On 22 June 2005 the applicants submitted a petition to the Prime Minister in which they complained that the Religious Affairs Department, operating under the Prime Minister and responsible for all matters relating to Islam and hence for administering places of worship, confined itself to cases concerning only one theological school of thought while disregarding all other faiths, including the Alevi faith. The petition claimed that Alevis’ rights were disregarded, that their places of worship (cemevis) were not recognised as such and that numerous obstacles prevented them from being built, that no provision was made in the budget for the running of existing places of worship and that the exercise of Alevis’ rights and freedoms was dependent on the good will of public officials.
On 19 August 2005 the applicants received a letter in reply, informing them that it was not possible to grant their requests. Following receipt of the letter 1,919 people, including the applicants, lodged an application for judicial review of the rejection decision. On 4 July 2007 the Administrative Court dismissed the application on the grounds that the authorities’ refusal was in conformity with the legislation in force and that the applicants’ requests could only be satisfied by the enactment of new laws in this sphere. The applicants lodged an appeal on points of law which was dismissed by the Supreme Administrative Court.

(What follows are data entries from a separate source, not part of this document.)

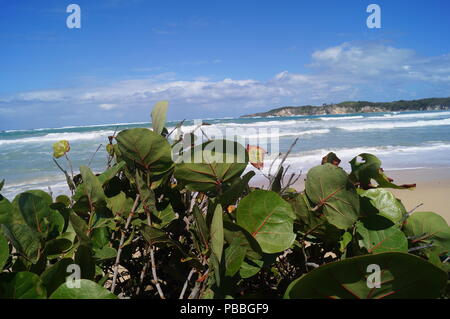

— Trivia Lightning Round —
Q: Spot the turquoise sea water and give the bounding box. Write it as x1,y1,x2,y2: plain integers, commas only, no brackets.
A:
0,112,450,198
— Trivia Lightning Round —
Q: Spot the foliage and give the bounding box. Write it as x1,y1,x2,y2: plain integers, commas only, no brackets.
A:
0,103,450,299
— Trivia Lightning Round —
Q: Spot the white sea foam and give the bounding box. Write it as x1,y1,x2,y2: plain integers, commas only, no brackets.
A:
367,111,450,120
248,143,450,174
0,131,114,145
318,115,364,121
337,118,450,131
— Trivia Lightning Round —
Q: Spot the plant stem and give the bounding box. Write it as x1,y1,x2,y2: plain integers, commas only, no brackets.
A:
179,268,195,299
147,211,166,299
111,195,139,293
150,245,166,299
88,144,103,167
64,153,73,180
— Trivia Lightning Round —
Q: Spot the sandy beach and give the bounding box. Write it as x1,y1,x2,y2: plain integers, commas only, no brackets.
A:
386,168,450,224
253,168,450,224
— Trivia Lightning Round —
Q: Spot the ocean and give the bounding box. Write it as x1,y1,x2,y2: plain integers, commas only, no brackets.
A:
0,111,450,199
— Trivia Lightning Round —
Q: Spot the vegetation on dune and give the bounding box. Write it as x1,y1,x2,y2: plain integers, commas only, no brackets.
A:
0,103,450,299
242,97,450,117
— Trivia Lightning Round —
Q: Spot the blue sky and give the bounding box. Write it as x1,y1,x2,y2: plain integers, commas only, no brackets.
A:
0,0,450,130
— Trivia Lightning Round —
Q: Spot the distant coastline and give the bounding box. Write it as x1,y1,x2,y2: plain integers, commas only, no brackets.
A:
241,97,450,118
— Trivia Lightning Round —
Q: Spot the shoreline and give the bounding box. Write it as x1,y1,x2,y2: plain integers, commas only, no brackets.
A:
250,168,450,225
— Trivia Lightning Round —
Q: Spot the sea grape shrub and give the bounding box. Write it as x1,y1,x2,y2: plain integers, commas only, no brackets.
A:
0,102,450,299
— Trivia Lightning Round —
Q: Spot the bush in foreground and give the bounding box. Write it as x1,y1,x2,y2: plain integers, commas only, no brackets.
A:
0,103,450,299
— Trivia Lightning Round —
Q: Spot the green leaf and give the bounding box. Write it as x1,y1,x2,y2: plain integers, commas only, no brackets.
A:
192,206,210,248
106,191,134,217
13,191,56,234
358,188,406,224
210,204,224,263
225,237,247,277
152,101,169,134
219,171,255,207
50,279,117,299
75,245,95,279
41,258,74,296
153,204,177,228
80,166,106,212
284,252,447,299
174,140,248,193
271,166,284,193
93,246,117,261
116,128,173,175
289,192,326,233
136,174,156,211
339,231,353,253
0,195,13,224
73,161,125,201
0,271,47,299
141,225,188,256
236,190,295,254
239,258,264,279
2,224,41,263
45,238,72,258
305,163,359,229
403,212,450,254
350,153,416,189
53,140,70,158
356,215,408,253
0,233,9,273
69,212,90,244
223,221,263,259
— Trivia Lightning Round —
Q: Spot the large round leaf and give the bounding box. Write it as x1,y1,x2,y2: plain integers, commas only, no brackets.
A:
0,233,9,272
174,140,248,192
116,128,173,175
356,215,408,253
359,188,406,224
284,252,447,299
53,140,70,158
236,190,295,254
350,153,416,189
2,224,41,263
403,212,450,254
50,279,117,299
41,258,74,295
0,271,47,299
13,190,64,235
305,163,359,229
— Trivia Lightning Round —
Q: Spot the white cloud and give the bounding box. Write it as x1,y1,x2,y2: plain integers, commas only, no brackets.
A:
99,103,118,111
0,43,450,113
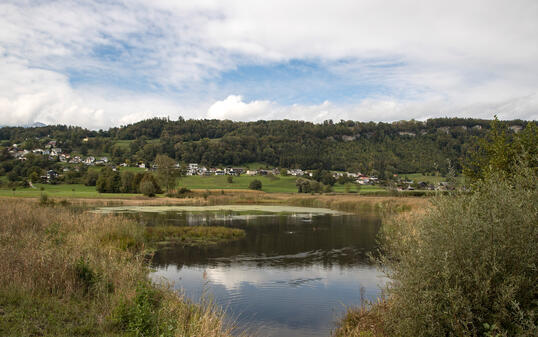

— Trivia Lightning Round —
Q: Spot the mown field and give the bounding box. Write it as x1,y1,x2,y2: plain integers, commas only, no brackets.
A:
179,176,384,193
399,173,463,184
0,173,385,198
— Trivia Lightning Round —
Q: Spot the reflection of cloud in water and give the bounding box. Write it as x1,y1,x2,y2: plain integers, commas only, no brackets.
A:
153,265,386,291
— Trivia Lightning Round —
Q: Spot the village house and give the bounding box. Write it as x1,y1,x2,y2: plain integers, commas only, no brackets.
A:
245,170,258,176
84,156,95,165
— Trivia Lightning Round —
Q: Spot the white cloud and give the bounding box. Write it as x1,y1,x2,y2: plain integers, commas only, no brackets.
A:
0,0,538,128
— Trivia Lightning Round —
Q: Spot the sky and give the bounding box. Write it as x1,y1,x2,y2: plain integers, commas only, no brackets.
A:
0,0,538,129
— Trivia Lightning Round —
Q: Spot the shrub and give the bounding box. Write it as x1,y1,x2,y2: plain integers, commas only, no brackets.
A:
140,173,162,197
248,179,262,191
383,165,538,336
140,180,157,197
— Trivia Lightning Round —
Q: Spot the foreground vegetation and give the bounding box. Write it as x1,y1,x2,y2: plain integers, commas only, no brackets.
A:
335,119,538,336
0,200,241,337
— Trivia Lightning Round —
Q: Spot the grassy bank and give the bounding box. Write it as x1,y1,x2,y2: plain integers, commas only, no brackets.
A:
0,199,241,336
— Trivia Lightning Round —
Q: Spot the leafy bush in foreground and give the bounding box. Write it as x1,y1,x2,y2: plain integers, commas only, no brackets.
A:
383,165,538,336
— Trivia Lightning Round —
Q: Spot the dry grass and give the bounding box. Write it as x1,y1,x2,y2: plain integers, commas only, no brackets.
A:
0,199,241,337
333,301,389,337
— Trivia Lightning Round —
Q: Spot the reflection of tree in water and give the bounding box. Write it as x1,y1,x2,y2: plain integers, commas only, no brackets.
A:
142,213,380,267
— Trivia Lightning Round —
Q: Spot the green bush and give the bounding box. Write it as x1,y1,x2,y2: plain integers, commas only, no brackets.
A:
248,179,262,191
382,165,538,336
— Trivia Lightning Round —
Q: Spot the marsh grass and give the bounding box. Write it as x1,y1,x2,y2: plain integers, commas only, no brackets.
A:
0,200,241,337
332,300,389,337
337,167,538,337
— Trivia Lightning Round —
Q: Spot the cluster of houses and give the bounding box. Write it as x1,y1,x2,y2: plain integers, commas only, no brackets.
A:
185,163,378,185
9,140,378,184
8,140,108,165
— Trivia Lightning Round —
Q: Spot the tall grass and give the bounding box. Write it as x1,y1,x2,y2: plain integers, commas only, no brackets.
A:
376,169,538,336
0,200,240,336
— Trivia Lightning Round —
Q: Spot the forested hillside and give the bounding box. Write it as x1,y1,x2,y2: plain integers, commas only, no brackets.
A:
0,117,535,176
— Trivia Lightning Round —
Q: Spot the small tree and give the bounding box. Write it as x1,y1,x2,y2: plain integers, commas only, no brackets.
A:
155,154,181,192
139,173,162,197
140,180,157,197
248,179,262,191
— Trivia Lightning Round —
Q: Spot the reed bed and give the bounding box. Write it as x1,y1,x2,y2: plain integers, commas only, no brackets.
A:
0,199,241,337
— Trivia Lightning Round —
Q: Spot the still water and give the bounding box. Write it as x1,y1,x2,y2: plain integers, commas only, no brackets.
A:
103,207,385,337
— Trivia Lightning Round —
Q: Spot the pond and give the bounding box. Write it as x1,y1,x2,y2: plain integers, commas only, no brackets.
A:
97,205,386,337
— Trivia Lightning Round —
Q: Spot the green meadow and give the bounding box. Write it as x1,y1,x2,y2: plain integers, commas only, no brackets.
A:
0,171,385,198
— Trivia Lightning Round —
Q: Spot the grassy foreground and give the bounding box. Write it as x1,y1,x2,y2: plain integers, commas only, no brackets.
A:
0,199,242,337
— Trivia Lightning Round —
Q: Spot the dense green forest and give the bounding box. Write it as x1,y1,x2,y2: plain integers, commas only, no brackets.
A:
0,117,535,177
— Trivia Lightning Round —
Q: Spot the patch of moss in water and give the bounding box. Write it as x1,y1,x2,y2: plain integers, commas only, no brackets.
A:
144,226,245,246
93,205,344,215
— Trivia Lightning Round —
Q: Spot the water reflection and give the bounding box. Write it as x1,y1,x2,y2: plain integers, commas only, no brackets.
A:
122,207,384,336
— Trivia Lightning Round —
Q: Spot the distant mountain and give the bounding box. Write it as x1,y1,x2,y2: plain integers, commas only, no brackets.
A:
0,122,47,129
22,122,47,128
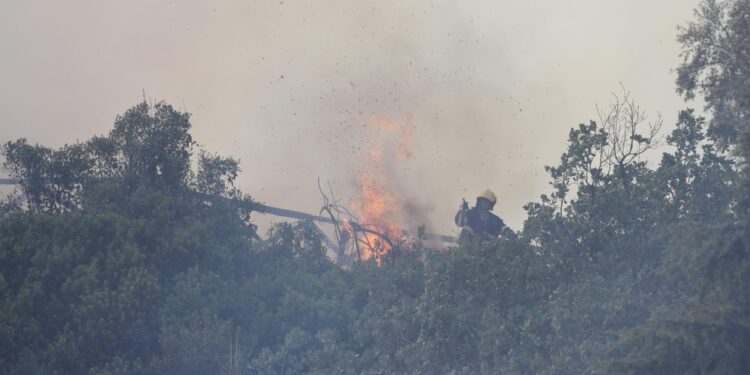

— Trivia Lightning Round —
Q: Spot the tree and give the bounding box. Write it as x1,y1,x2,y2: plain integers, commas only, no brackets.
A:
676,0,750,152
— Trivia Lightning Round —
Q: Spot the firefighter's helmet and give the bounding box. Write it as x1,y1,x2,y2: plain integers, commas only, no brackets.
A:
477,189,497,205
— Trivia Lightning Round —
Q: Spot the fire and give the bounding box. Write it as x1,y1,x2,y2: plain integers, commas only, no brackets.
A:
348,116,414,262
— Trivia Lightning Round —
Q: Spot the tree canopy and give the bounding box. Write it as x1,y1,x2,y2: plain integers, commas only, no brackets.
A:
0,0,750,374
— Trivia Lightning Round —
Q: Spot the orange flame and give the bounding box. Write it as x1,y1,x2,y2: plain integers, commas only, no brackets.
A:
349,116,414,263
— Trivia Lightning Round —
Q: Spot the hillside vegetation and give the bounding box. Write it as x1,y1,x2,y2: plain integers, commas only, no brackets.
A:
0,0,750,374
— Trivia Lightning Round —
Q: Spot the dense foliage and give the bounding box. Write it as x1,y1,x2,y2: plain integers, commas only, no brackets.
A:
0,0,750,374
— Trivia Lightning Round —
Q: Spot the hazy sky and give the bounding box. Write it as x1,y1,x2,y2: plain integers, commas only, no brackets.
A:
0,0,700,233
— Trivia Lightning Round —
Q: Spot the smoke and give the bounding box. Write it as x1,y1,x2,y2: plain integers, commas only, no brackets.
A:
0,0,697,233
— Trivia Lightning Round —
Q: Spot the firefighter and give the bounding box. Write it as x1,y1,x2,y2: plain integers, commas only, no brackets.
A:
454,189,506,238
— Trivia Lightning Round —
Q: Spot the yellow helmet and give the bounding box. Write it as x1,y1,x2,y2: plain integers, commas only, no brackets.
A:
477,189,497,204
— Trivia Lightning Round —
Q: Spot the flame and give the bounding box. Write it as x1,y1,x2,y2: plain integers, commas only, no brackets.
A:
347,116,414,263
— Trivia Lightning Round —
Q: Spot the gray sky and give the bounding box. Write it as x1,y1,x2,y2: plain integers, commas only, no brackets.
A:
0,0,699,233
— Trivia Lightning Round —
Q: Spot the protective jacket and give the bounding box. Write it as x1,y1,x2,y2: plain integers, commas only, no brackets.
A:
456,207,505,238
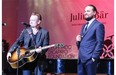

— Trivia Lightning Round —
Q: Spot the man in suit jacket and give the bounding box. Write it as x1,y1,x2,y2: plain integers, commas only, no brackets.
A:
7,12,49,75
76,5,105,75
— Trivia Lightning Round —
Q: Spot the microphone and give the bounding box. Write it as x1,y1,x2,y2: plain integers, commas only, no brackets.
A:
2,23,6,26
21,22,30,27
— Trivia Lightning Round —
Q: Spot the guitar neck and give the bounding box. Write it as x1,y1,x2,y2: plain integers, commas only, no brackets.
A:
30,44,55,52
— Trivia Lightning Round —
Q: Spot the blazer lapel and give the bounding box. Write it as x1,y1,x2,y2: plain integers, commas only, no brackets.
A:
83,20,96,37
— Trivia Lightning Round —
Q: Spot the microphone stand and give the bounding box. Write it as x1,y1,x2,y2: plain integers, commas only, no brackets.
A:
17,45,20,75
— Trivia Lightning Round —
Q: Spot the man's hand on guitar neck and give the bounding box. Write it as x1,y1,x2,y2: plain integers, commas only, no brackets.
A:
30,46,42,53
7,52,11,60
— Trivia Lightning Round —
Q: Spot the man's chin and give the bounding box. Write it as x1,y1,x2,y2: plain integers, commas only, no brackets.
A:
85,18,92,21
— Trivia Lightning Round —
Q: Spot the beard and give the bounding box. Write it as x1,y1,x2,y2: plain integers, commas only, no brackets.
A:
84,16,93,21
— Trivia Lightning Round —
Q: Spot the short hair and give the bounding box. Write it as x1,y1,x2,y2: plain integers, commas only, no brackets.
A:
87,4,98,13
31,12,42,20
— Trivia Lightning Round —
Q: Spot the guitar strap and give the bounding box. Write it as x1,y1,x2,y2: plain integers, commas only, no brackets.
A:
26,29,37,48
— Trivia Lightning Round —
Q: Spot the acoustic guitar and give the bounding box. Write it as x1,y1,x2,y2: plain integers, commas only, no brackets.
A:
7,44,64,69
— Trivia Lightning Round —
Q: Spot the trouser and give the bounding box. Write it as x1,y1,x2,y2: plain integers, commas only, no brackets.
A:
77,59,97,75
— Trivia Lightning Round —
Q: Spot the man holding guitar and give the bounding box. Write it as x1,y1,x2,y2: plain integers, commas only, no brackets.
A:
7,12,49,75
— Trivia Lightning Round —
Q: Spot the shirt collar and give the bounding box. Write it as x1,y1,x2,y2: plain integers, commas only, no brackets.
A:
87,18,95,27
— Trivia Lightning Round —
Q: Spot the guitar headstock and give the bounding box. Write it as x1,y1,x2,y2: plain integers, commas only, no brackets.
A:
55,43,64,48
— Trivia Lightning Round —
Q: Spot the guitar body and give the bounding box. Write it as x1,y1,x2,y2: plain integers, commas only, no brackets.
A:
7,44,64,69
8,48,37,69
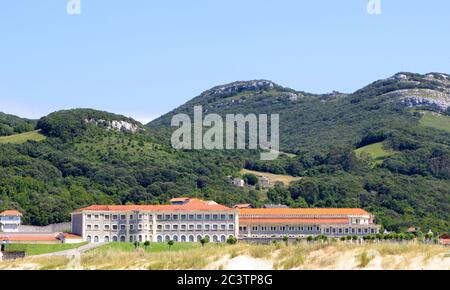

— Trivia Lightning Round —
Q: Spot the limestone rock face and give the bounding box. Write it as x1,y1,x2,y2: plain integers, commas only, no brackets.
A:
85,119,139,133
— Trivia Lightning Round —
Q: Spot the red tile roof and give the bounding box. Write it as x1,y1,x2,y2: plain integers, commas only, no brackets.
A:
239,208,370,216
239,218,349,224
76,199,233,212
0,210,23,216
234,203,253,209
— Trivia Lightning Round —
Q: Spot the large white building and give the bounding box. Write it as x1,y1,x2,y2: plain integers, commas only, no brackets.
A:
72,198,239,243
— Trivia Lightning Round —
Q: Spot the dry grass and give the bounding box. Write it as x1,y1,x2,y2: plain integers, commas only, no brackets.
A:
0,242,450,270
241,169,302,186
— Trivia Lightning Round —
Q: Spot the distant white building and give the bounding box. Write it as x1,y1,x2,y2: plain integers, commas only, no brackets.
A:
233,178,245,187
259,176,271,189
0,210,22,233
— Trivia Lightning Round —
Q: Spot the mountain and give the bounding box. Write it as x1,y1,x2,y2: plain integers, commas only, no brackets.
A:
0,73,450,232
0,112,36,136
147,73,450,153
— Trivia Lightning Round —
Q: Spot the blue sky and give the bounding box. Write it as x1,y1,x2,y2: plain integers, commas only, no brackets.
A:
0,0,450,122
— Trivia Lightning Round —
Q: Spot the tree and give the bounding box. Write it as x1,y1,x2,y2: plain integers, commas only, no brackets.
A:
283,236,289,246
244,173,258,186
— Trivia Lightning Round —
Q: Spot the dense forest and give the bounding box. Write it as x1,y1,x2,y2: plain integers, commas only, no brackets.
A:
0,73,450,232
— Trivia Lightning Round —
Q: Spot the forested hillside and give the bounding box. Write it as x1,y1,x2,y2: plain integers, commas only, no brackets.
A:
0,73,450,232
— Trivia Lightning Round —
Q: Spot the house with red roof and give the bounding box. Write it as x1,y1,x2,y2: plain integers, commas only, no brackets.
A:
0,210,23,233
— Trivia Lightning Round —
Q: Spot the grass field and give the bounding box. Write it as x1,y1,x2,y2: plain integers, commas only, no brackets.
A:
0,242,450,270
356,142,395,165
420,111,450,132
0,131,46,144
240,169,302,186
5,243,86,256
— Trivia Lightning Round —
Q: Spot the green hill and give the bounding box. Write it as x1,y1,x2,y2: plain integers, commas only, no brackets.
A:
0,73,450,232
0,130,45,144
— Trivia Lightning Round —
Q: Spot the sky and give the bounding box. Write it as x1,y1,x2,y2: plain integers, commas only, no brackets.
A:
0,0,450,123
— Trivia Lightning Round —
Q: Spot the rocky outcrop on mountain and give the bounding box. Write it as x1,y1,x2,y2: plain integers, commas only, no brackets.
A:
206,80,276,95
85,119,139,133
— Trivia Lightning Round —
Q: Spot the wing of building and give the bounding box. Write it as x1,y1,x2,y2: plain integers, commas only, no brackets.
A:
239,208,380,241
72,198,238,243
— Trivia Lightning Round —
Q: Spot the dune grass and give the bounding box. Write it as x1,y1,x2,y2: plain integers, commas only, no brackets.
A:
0,130,46,144
5,243,86,256
0,241,450,270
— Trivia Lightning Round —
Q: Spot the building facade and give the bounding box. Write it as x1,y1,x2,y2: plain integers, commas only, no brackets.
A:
72,198,238,243
239,208,380,241
0,210,22,233
72,198,380,243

Relying on Article 9 (freedom of thought, conscience and religion), the applicants complain that, in rejecting their claims for provision of a religious public service to Alevis, as hitherto granted exclusively to the majority of citizens, followers of the Sunni branch of Islam, the State has failed to comply with its obligations. They maintain that the State has not discharged its duty of neutrality and impartiality with regard to religious beliefs. Relying on Article 14 (prohibition of discrimination) taken in conjunction with Article 9, the applicants claim to be victims of discrimination based on their religion, arguing that they have been treated less favourably than citizens adhering to the Sunni branch of Islam in a comparable situation. In their view, such a practice is irreconcilable with the conception of a neutral State as established in the Court’s case-law.
The application was lodged with the European Court of Human Rights on 31 August 2010. The Government were given notice of the application on 7 May 2013. A statement of facts has been published on the Court’s website. On 25 November 2014 the Chamber to which the case had been assigned relinquished jurisdiction in favour of the Grand Chamber.